We've standardised on Grafana for viewing metric data via dashboards and sending alerts to PagerDuty and Slack - here's a rough list of the different types of data we're monitoring. The majority of these are collected via collectd and stored in graphite, although some of the dashboards will use data directly from our Elasticsearch logging infrastructure.

System Metrics

Standard system metrics collected by collectd from the individual VMs and push to graphite

CPU usage
Network utilisation
- Socket states (e.g. count of established, are processes listening)
- Transfer rate
Memory usage
- system overall
- process size (e.g. datapower)
Disk usage
Load

Product Metrics

API Invocation

Transactions per second [ Count of ExtLatency logs from datapower ] ^l
Rate of errors (for stable APIs) [ Analysis of response codes from analytics ] ^a
Response time ^a
Spread of traffic across gateways ^a
Deep dive into individual APIs ^a

Analytics

Ingestion of Analytics Events

Error level for inbound data to Analytics ^l
WSM Agent lost record count from DataPower ^cs
Logstash pipeline stats ^s

Health of Analytics Cluster

Cluster health ^cs
Shard Counts ^cs
Pending Tasks ^cs

API Manager

Apache connection levels ^cp
Kibana health ^s

Informix

Tablespace usage ^cs
Bufferpool usage ^cs

Overall Product usage

Internal REST endpoints used to regularly generate reports for data such as

Number of provider orgs
Number of API definitions
Policy usage

Externals

Synthetic monitoring - response status and times using Hem and Uptime
- Sample APIs - echo, proxy, etc.
- Product APIs - LB Healthcheck, v1/me/orgs

Key to data sources:

^cs - CollectD custom script
^cp - CollectD plugin
^s - Custom script
^a - Analytics records from ELK
^l - Log analysis in ELK

Log Analysis

We use ELK as our centralised logging infrastructure with all of our systems offloading logs via syslog.
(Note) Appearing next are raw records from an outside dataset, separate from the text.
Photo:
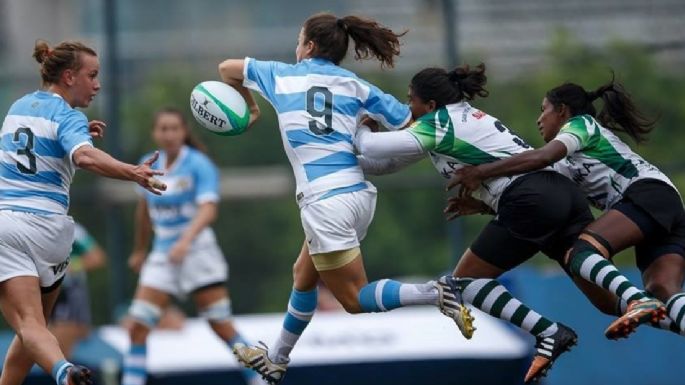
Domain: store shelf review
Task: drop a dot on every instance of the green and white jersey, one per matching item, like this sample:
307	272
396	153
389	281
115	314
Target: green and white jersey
600	163
459	134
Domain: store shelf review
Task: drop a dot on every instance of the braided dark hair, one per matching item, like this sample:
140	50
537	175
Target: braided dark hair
619	113
450	87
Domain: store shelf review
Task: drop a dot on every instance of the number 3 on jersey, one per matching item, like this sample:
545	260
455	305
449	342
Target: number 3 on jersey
320	104
27	150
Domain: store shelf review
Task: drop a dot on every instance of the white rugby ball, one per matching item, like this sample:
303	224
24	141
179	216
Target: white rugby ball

The logs are parsed and indexed by logstash on the way into the cluster. Everything gets indexed, and some patterns are identified to raise PagerDuty alerts.

Some examples of patterns we're using to alert on include:

Higher than normal rate of 502 or 503 errors in the Analytics inbound logs
Errors for known error states - e.g. out of memory and database conditions.